Theatre and Community
Supertitles in Spanish aim to make Theatre Y’s work accessible to as many people as possible, as does the company’s embrace of the “free theatre movement”; for Juliet and the four preceding productions, Theatre Y has not charged admission. Instead, the company encourages those who attend to become members who make monthly donations (they currently have around two hundred members). Forming a community with its audience is a key goal for Theatre Y, and one it pursues in various different ways. For instance, their most recent production prior to the reimagined Juliet was The Camino Project: a traveling outdoor performance that led attendees on a five-mile walk lasting six hours and ending in a celebratory, communal meal.
Throughout the fifteen years Theatre Y has striven to create community-focused theatre, Visky has played a significant role. The company has staged several of his plays, often with his direct involvement, and he also serves as a key source of inspiration. The connections between his ideas and Theatre Y’s approach were particularly clear with the 2020 staging of Juliet. Visky has written that his notion of barrack dramaturgy “sets the highest value on the community and the togetherness of people gathered in a theatre space.” The womb-like configuration of the space for this production was in keeping with his principles: it served “the intimate proximity of the audience and the actors, offering them the possibility of forming a single group.”

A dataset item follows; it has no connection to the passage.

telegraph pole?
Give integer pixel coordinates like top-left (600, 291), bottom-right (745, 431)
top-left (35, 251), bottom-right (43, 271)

Theatres quite often remount well-received earlier productions, but usually they retain much of the original staging. It’s less common for a company to twice revisit a script they already successfully produced. Smith’s production of Visky’s Juliet adopted a very different approach from the starker earlier ones, in effect providing the lone central character with the collective company of both a chorus of mothers and infants and an audience clustered closely around Juliet. That approach generated an unusual and meaningful form of community: the pleasure the spectators could not resist taking in the spectacle of the babies mingled with the empathy they felt for the ordeal suffered by Visky’s mother. And by offering free admission and Spanish supertitles, Theatre Y endeavored to make that experience—the kind of experience only possible in live theatre, as we’re all aware of more than ever in April 2020—available to all Chicagoans.